Josias Murer was an artist who practiced in the late 16th century. He is best known for his images depicting the speech and throat organs of various mammals. The engraving on the left is titled Anatomy of a man’s throat from Giulio Cesare Casserio’s book De vocis auditusque organis historia anatomia (Anatomical History of the Organs of Speech and Hearing). Dr Lakra has appropriated (borrowed) this imagery used by early anatomical artists.

Find the artwork by Dr Lakra that has been appropriated from the much older Murer artwork. Compare (look for similarities) and contrast (look for differences) in the artworks.

Murer is studying the organs of the throat and speech in his image. What other areas of the body does Dr Lakra examine in his artworks?

Why do you think that Dr Lakra has chosen this particular style of imagery to appropriate?

Qin Ga

Qin Ga was born in Inner Mongolia in 1971. He originally trained as a sculptor at the Central Academy of Fine Arts in Beijing. Later, in the 1990s, Qin Ga became known as a key figure of Beijing’s thriving underground art scene. His developing interest in performance art was underpinned by an eagerness to utilise the human form, to examine the relationship between the body and nature. Early works such as Drug Bath, Freeze, and Disinfect present morbid scenes where the human body is in itself the artwork.

Qin Ga’s landmark performance art project, The miniature long march (2002-2005), calls on the power of tattoo as a permanent tool of remembrance, and one through which the artist can explore the relationship between private and collective memory.

Through his use of tattoo as a mark making tool in the project, Qin Ga is utilising the human body as both the artwork itself in a performative sense, and as a moving canvas for the artwork. This duality is emphasised by the still and moving footage documentation produced throughout the project.
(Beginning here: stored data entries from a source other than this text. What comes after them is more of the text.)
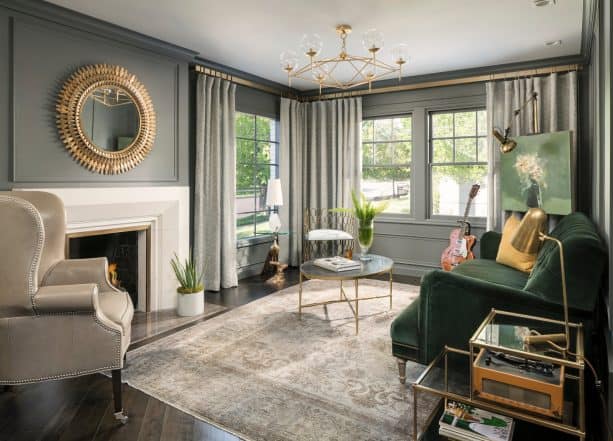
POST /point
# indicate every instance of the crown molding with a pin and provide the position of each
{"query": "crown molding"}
(67, 17)
(273, 86)
(454, 75)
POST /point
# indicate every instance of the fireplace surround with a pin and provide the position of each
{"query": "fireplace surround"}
(163, 210)
(128, 253)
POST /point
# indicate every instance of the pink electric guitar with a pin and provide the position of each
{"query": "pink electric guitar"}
(461, 242)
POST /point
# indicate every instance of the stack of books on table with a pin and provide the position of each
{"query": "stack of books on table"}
(467, 423)
(337, 263)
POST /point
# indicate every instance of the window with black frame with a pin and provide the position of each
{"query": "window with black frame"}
(386, 162)
(458, 159)
(257, 152)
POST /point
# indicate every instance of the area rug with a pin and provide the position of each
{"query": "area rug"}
(260, 372)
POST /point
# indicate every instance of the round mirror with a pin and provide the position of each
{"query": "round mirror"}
(109, 118)
(106, 119)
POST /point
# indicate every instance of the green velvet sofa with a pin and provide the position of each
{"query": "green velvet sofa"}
(452, 304)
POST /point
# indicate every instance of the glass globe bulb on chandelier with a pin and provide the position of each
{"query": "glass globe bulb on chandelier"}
(363, 69)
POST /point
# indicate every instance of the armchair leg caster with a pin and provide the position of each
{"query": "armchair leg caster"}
(119, 414)
(121, 417)
(402, 370)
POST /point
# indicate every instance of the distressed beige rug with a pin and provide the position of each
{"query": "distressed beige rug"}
(263, 374)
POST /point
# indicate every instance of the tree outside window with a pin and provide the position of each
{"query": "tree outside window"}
(257, 150)
(386, 162)
(458, 159)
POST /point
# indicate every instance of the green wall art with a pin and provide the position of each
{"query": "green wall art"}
(537, 173)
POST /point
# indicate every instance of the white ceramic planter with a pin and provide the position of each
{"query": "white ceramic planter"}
(190, 304)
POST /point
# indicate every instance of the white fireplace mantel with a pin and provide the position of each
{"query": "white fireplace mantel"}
(164, 209)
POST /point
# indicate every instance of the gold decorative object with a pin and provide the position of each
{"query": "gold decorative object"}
(325, 71)
(111, 87)
(528, 238)
(507, 143)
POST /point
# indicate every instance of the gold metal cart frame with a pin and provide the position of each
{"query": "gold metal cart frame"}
(576, 365)
(377, 266)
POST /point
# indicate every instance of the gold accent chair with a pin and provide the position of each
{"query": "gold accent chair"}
(58, 318)
(340, 225)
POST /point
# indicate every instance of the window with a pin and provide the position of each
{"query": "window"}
(386, 162)
(458, 159)
(257, 149)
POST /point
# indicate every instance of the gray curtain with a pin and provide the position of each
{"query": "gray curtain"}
(214, 187)
(321, 160)
(557, 110)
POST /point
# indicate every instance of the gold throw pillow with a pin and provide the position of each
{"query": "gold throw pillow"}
(507, 255)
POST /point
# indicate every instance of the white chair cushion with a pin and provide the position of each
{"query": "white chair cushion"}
(324, 234)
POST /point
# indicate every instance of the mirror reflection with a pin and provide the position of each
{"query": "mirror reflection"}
(109, 118)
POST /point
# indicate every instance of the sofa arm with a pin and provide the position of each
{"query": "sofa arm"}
(66, 298)
(76, 271)
(490, 241)
(452, 306)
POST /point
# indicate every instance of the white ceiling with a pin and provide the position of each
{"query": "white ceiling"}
(442, 35)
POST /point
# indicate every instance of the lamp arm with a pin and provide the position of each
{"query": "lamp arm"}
(564, 293)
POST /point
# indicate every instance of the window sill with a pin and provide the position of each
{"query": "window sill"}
(251, 241)
(438, 222)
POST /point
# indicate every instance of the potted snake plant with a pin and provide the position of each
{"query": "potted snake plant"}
(191, 287)
(364, 211)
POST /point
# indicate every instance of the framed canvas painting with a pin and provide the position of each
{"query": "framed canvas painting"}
(537, 173)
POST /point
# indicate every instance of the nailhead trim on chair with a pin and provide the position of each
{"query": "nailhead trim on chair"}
(38, 224)
(115, 365)
(32, 288)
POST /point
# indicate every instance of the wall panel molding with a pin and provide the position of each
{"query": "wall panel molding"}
(40, 54)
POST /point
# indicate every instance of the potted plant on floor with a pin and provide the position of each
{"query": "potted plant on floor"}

His participation in the Long March Project’s Walking Visual Display began with the donation of his skin as a canvas in 2002. The project recreated the famous route of the Long March (1934-1935), a pivotal moment in Chinese history when the Red Army of the Communist Part of China retreated to skirt the advances of Kuomintang (Chinese Nationalist Party). Qin Ga remained in his Beijing studio, communicating with the project’s participants and marking their progress on a miniature map of China tattooed across his back.

The project prematurely ended at Luding Bridge in Sichuan province, leaving Qin Ga’s tattoo of the Long March incomplete. In 2005, he resolved to complete the journey from Luding Bridge, a commitment that would see him endure extreme physical hardship due to the harsh elements. Setting out with his tattooist and three cameramen, the artist completed the journey, having the journey etched into his skin on location.

There could be no more appropriate medium for Qin Ga to have documented his journey with than tattoo; in doing so he demonstrates the connection between body and nature; the individual and our shared culture, customs and history; and, as with many great tattoos, forever commemorates a defining personal experience.